이 함수도 복잡하게 작성되어 있으니 나누어서 살펴보자.

제일 먼저 필요한 변수를 선언하고,  Command List를 생성한다.

auto d3dDevice = m_deviceResources->GetD3DDevice();

// Create a command list.
DX::ThrowIfFailed(d3dDevice->CreateCommandList(0, D3D12_COMMAND_LIST_TYPE_DIRECT, m_deviceResources->GetCommandAllocator(), m_pipelineState.Get(), IID_PPV_ARGS(&m_commandList)));
NAME_D3D12_OBJECT(m_commandList);

 

그 다음에는 Cube의 Vertex들을 선언한다.

각 Vertex들은 위치와 색 정보를 가지고 있다.

// Cube vertices. Each vertex has a position and a color.
VertexPositionColor cubeVertices[] =
{
	{ XMFLOAT3(-0.5f, -0.5f, -0.5f), XMFLOAT3(0.0f, 0.0f, 0.0f) },
	{ XMFLOAT3(-0.5f, -0.5f,  0.5f), XMFLOAT3(0.0f, 0.0f, 1.0f) },
	{ XMFLOAT3(-0.5f,  0.5f, -0.5f), XMFLOAT3(0.0f, 1.0f, 0.0f) },
	{ XMFLOAT3(-0.5f,  0.5f,  0.5f), XMFLOAT3(0.0f, 1.0f, 1.0f) },
	{ XMFLOAT3(0.5f, -0.5f, -0.5f), XMFLOAT3(1.0f, 0.0f, 0.0f) },
	{ XMFLOAT3(0.5f, -0.5f,  0.5f), XMFLOAT3(1.0f, 0.0f, 1.0f) },
	{ XMFLOAT3(0.5f,  0.5f, -0.5f), XMFLOAT3(1.0f, 1.0f, 0.0f) },
	{ XMFLOAT3(0.5f,  0.5f,  0.5f), XMFLOAT3(1.0f, 1.0f, 1.0f) },
};

const UINT vertexBufferSize = sizeof(cubeVertices);

 

Cube Vertex가 선언되면 GPU의 default heap 메모리에 vertex buffer resource를 생성하고

vertex 정보를 uplaod heap을 이용해 복사한다.

upload resource는 반드시 gpu 연산이 모두 끝난 후 해제 되어야 한다.
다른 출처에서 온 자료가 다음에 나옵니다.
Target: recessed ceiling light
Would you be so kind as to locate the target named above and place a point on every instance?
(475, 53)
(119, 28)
Microsoft::WRL::ComPtr<ID3D12Resource> vertexBufferUpload;

CD3DX12_HEAP_PROPERTIES defaultHeapProperties(D3D12_HEAP_TYPE_DEFAULT);
CD3DX12_RESOURCE_DESC vertexBufferDesc = CD3DX12_RESOURCE_DESC::Buffer(vertexBufferSize);
DX::ThrowIfFailed(d3dDevice->CreateCommittedResource(
	&defaultHeapProperties,
	D3D12_HEAP_FLAG_NONE,
	&vertexBufferDesc,
	D3D12_RESOURCE_STATE_COPY_DEST,
	nullptr,
	IID_PPV_ARGS(&m_vertexBuffer)));

CD3DX12_HEAP_PROPERTIES uploadHeapProperties(D3D12_HEAP_TYPE_UPLOAD);
DX::ThrowIfFailed(d3dDevice->CreateCommittedResource(
	&uploadHeapProperties,
	D3D12_HEAP_FLAG_NONE,
	&vertexBufferDesc,
	D3D12_RESOURCE_STATE_GENERIC_READ,
	nullptr,
	IID_PPV_ARGS(&vertexBufferUpload)));

NAME_D3D12_OBJECT(m_vertexBuffer);

// Upload the vertex buffer to the GPU.
{
	D3D12_SUBRESOURCE_DATA vertexData = {};
	vertexData.pData = reinterpret_cast<BYTE*>(cubeVertices);
	vertexData.RowPitch = vertexBufferSize;
	vertexData.SlicePitch = vertexData.RowPitch;

	UpdateSubresources(m_commandList.Get(), m_vertexBuffer.Get(), vertexBufferUpload.Get(), 0, 0, 1, &vertexData);

	CD3DX12_RESOURCE_BARRIER vertexBufferResourceBarrier =
		CD3DX12_RESOURCE_BARRIER::Transition(m_vertexBuffer.Get(), D3D12_RESOURCE_STATE_COPY_DEST, D3D12_RESOURCE_STATE_VERTEX_AND_CONSTANT_BUFFER);
	m_commandList->ResourceBarrier(1, &vertexBufferResourceBarrier);
}

 

Vertex 정보가 GPU에 올라가면 이번에는 Mesh Index 차례이다.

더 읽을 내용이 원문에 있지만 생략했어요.